William Edmund Barrett (November 16, 1900 – September 14, 1986) was an American writer, best known for the 1962 novella The Lilies of the Field.

Life
Barrett was born in New York City November 16, 1900, to John Joseph and Eleanor Margaret (Flannery) Barrett. His family was Roman Catholic. In 1916, he and his family moved to Denver, Colorado. He returned east to attend Manhattan College, from which he was graduated in 1922.

Barrett spent most of his life in Denver. From 1923-1929 he worked as the Rocky Mountain advertising manager for Westinghouse. He married Christine M. Rollman on February 15, 1925.
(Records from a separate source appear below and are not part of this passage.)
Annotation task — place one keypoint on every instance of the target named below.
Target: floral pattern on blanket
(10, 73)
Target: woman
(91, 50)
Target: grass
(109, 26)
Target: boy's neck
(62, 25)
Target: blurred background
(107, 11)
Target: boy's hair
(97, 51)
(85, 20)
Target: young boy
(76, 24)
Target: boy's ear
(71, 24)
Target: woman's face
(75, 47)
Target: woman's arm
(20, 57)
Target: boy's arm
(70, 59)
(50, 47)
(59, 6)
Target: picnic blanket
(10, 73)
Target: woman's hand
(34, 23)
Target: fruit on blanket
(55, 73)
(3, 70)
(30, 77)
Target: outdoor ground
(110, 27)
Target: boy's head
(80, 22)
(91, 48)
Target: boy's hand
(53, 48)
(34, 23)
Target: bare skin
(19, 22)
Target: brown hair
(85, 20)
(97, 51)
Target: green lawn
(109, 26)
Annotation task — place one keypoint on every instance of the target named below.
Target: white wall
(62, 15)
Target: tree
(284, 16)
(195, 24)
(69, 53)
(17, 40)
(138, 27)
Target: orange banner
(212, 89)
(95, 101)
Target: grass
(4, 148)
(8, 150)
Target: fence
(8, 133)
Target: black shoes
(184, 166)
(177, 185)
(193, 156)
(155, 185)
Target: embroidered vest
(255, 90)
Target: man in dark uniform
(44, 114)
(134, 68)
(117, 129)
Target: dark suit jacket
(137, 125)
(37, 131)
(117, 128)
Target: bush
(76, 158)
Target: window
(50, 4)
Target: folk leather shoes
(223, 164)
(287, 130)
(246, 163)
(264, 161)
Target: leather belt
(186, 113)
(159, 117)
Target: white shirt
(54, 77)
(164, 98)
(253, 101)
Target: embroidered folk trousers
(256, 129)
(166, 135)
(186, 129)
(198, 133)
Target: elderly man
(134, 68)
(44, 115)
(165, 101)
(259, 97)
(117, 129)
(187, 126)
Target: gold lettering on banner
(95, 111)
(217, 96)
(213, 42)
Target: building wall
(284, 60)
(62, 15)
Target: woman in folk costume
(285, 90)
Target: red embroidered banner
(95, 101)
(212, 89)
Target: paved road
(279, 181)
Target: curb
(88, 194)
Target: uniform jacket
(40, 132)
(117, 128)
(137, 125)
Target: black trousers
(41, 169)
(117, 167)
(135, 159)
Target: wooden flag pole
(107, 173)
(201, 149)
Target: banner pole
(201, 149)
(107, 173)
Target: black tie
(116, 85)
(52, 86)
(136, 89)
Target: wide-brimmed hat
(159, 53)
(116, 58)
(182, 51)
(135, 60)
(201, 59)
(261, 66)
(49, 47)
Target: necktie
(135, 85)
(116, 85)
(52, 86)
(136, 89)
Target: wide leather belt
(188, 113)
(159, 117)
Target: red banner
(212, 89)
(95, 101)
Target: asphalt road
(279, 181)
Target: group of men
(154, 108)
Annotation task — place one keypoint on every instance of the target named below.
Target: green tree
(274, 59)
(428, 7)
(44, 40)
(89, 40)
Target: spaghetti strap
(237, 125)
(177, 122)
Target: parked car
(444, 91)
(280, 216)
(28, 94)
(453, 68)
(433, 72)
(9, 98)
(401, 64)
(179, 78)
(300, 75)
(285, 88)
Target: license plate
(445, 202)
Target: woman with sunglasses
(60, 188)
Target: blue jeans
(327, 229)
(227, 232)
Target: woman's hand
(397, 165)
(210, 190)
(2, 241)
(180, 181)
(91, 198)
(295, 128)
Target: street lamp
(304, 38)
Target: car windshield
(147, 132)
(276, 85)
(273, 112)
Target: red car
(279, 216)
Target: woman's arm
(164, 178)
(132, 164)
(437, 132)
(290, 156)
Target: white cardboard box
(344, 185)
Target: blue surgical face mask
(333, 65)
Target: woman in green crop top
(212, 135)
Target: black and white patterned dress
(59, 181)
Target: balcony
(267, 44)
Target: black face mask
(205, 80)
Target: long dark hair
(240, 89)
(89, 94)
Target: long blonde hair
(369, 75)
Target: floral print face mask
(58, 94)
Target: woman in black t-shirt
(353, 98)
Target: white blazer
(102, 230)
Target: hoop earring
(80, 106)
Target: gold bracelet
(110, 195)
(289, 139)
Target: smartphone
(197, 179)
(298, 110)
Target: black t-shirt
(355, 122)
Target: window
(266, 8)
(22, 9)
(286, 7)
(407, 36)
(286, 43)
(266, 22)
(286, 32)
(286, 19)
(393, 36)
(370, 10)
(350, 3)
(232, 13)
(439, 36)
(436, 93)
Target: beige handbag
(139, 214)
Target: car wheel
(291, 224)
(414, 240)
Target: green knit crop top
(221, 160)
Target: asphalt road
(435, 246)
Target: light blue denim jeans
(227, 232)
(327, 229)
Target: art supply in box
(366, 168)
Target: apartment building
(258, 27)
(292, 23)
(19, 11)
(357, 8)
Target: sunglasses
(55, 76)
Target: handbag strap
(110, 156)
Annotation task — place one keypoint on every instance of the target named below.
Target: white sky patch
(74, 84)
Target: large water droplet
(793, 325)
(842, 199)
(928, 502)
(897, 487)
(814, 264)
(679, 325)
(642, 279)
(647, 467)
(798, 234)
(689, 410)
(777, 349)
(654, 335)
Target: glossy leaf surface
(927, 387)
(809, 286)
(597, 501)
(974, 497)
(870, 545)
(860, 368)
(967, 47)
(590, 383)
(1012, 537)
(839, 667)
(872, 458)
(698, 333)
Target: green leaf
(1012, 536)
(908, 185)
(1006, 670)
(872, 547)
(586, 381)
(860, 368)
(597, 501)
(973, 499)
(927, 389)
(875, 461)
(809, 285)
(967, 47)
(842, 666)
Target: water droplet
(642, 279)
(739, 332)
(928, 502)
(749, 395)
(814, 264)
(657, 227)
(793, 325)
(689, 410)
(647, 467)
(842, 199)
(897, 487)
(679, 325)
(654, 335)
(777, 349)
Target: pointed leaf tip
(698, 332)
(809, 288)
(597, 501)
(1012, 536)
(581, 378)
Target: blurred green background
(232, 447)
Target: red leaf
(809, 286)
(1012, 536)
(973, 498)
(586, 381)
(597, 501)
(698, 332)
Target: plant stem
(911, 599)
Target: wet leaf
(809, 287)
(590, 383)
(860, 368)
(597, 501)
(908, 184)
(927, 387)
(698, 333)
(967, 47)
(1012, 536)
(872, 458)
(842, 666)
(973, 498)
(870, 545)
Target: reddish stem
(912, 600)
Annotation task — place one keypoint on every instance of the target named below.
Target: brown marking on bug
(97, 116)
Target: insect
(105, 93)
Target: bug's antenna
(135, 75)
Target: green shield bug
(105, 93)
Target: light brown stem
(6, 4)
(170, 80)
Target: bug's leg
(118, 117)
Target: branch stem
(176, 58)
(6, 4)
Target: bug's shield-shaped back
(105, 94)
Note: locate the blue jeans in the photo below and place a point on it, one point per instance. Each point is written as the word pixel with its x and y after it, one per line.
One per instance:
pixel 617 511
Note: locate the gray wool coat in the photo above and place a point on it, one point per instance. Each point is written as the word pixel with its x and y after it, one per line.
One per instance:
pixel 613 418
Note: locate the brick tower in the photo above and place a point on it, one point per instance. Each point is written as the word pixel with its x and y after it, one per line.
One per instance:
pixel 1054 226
Deeply interested in aviation, he was a civilian lecturer for the United States Air Force, and worked as an aeronautics consultant with the Denver Public Library from 1941 on. He received a citation from Regis College in 1956.

Writing
In a writing career that spanned over 50 years, Barrett's works include short stories, biographies, novels, reviews and non-fiction. In 1929, he began writing freelance for pulp magazines. His first novel, Woman on Horseback was published in 1938. In 1964, he wrote  Shepherd of Mankind, a biography of Pope Paul VI.

He was a member of PEN and the Authors League of America. In 1961 he received an Honorary Doctor of Literature degree from Creighton University. He was a member of the National Press Club of Washington, D.C. and the Colorado Authors League, serving as its president from 1943–1944.

Three of his novels were made into films: 
The Left Hand of God, starring Humphrey Bogart
Lilies of the Field based on his novel The Lilies of the Field, featuring Sidney Poitier
Pieces of Dreams, based on The Wine and the Music.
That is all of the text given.